Katie arrived at the hole in the wall the same time as Sukki. Sukki spoke softly. “Nanette and father have the horses, but they wanted to be sure Arman and his family were safe.”
“So far,” Katie responded. “But not if Decker keeps shooting enemy riflemen.”
“What?” Lincoln needed to know, and Katie told him.
“The Sassanids have an ambush planned in the city. A Roman legion is marching right into it, and the Sassanids have riflemen on the city walls. Probably matchlocks, but effective enough.”
“Sergeant,” Arman yelled. “Sergeant Vespavian.”

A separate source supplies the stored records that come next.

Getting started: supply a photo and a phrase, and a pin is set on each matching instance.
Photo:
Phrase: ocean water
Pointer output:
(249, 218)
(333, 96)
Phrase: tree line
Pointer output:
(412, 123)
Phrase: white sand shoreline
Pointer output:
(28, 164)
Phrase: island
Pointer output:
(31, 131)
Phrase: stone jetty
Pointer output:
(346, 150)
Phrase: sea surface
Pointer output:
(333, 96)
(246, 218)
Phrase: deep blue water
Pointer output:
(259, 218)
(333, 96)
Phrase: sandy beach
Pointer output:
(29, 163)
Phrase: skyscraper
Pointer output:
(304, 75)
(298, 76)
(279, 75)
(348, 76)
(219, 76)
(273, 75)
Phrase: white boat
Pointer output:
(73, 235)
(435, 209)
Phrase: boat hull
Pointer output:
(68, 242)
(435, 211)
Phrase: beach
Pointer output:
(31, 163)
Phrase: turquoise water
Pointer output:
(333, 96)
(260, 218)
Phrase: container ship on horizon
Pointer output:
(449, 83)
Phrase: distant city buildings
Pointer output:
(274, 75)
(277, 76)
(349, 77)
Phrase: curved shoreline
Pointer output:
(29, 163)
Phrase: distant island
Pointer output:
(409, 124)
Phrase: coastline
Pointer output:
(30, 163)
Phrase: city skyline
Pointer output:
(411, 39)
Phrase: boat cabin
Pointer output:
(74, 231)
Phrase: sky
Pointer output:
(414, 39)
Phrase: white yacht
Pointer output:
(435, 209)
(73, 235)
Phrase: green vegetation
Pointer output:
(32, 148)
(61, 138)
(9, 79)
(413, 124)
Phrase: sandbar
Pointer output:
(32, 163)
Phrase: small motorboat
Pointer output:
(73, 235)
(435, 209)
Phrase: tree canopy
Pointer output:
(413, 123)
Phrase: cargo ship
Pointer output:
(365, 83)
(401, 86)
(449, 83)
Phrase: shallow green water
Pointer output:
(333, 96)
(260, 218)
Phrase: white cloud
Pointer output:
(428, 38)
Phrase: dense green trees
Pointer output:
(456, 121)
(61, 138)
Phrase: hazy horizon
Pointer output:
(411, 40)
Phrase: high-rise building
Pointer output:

A grizzled old man limped around the corner and stood at the end of the alley. He put his hand up to feel for the edge of Elder Stow’s screen, like he was familiar with the concept. “So, your friends came back,” the sergeant said. “You know, the governor wants to see you, twenty years ago.” He laughed.
“You heard?” Arman said.
“I heard,” the sergeant answered. “The problem is, the enemy has every exit from the city covered. There is no way my few men can ride out and warn the legion. As for attacking them, even from the rear, even by surprise, even if we had bunches of Prenner’s people with us… why, that would be just plain mad.”

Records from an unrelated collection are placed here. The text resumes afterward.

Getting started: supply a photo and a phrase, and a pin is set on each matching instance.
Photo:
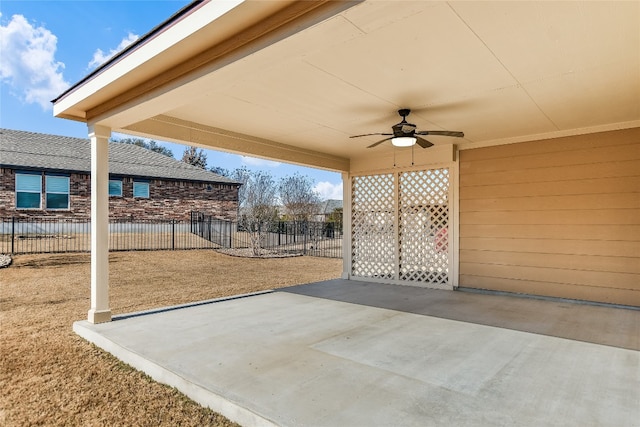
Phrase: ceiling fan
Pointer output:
(405, 134)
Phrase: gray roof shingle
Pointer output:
(21, 149)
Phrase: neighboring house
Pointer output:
(49, 175)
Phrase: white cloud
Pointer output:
(252, 161)
(28, 63)
(99, 57)
(327, 190)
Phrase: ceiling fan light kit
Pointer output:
(405, 134)
(403, 141)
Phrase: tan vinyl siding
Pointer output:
(558, 217)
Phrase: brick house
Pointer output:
(48, 175)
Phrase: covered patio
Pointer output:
(519, 174)
(516, 169)
(344, 353)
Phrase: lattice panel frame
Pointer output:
(423, 226)
(373, 230)
(400, 227)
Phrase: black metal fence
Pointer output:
(55, 235)
(322, 239)
(49, 235)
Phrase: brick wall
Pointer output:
(167, 200)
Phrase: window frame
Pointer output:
(16, 190)
(119, 181)
(146, 185)
(47, 192)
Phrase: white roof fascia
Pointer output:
(178, 31)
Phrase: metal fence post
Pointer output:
(173, 234)
(13, 232)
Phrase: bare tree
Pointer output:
(298, 198)
(195, 156)
(257, 199)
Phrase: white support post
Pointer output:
(100, 311)
(346, 226)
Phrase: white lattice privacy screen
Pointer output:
(400, 226)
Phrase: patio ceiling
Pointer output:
(293, 80)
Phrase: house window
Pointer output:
(57, 188)
(28, 191)
(115, 187)
(141, 189)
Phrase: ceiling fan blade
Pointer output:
(423, 142)
(378, 143)
(441, 132)
(369, 134)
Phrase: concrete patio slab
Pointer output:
(332, 354)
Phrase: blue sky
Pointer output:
(46, 46)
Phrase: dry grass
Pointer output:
(50, 376)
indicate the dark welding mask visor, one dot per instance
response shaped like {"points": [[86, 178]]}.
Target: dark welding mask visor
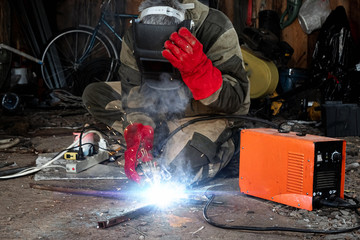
{"points": [[149, 42]]}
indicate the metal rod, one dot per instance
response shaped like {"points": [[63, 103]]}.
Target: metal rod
{"points": [[109, 194]]}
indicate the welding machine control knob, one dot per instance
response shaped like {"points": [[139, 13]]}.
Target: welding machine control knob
{"points": [[336, 156]]}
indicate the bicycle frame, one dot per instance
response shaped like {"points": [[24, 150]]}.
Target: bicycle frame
{"points": [[102, 21]]}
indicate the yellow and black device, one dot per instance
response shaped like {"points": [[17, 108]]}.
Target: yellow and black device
{"points": [[71, 155], [290, 168]]}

Katie did not hesitate. “Can you get your men up on the roofs?” She pointed at the top of the house and a building across the street that still stood. “You will need a way of escape if your position is about to be overrun, but in the meanwhile, if we draw some of the soldiers to attack us, you can catch them in a crossfire.”
“But what if they send the whole army after us?” Lincoln objected.
“They won’t,” Katie said, confidently. “Their first concern is the oncoming Roman army, but we may be able to help by drawing off some of their troops and sting them from the rear with our guns. Plus, the sound of our guns may alert the oncoming Romans to the pending ambush.”
The men paused to think it through, until Arman said, “Vespavian?”
The old sergeant nodded. “That might work for a couple of volleys in the right circumstances. If they bring up a whole troop, though, we may have to run quickly.”
“Do it,” Lincoln said. He was not sure how that would work, exactly, but he had learned to trust Katie’s military instincts.
“Do it,” Arman echoed.
The old soldier nodded slightly, and still thinking about it, he disappeared around the corner. A moment later, they heard him yelling.
Katie turned, and Sukki mumbled that she would be up front as soon as she and Nanette secured the horses. Lincoln followed, but Alexis paused to say, “Stay here, in your home, where you are safe.”
Arman turned to his wife, Aleah. “Stay here.”
Aleah turned to Prenner the dwarf. “Keep the children here and safe,” she said, even as the little girl took hold of her dress, and the boy ran ahead.
Prenner turned in time to see his two boys and Aleah’s fifteen-year-old boy come tumbling out of the side door and follow the others. He paused. Whatever his wife, her mother, and Aleah’s daughter were cooking sure smelled good, but he turned to follow the others and only mumbled about how he might starve to death if this took too long.